Anne appeared behind her. She did not come running across the courtyard.

When my sister got close I held up one hand. “Don’t hug me,” I told her. She had a nasty tendency to hang on to me like a cobra when she needed reassurance.

She flopped her arms out a few times. I gave her a quick, loose hug, careful to keep her to my right side, which hurt a hell of a lot less than my left. It wasn’t easy: my sister is twenty centimeters shorter than I am. We make an odd pair for hugging.
 

When she pulled away, she was saying, “Are you okay?” over and over again. It sounded like an incantation.

I nodded. “I’m fine. They wouldn’t have let me out of hospital if I weren’t.”

“Anne told me....” Her voice cracked. “She told me what happened.”

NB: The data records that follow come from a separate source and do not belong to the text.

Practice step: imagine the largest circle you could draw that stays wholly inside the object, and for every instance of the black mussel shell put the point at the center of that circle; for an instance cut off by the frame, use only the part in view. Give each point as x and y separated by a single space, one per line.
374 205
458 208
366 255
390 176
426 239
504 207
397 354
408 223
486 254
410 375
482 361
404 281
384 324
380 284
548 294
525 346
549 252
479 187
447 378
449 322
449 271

I made a mental note to make Anne understand she should not tell Stevie things. Ever. I put my hands on Stevie’s shoulders and stared at her. “Ask Nathaniel. He was there when they let me go. He knows precisely what they said.”

We turned to look at him.
 

He gave me an absolutely flat look before nodding. “Clean bill of health. Just...you know. Take it easy.” He held out my bag of prescription medications. “I’ll give you a call and check in.”

Stevie took the drugs from him. Because she knew me all too well. “Please join us for dinner. There’s plenty.”

“My sister likes to prepare for any uninvited guests who might join us,” I said. “For instance, the Russian Army.”

Nathaniel’s quick smile did not show his teeth. “I have heard about your cooking. But I can’t.”

“Sweetie, he’s been sitting at the hospital all afternoon with me. And the man doesn’t get paid ten thousand dollars an hour to sit in hospitals.”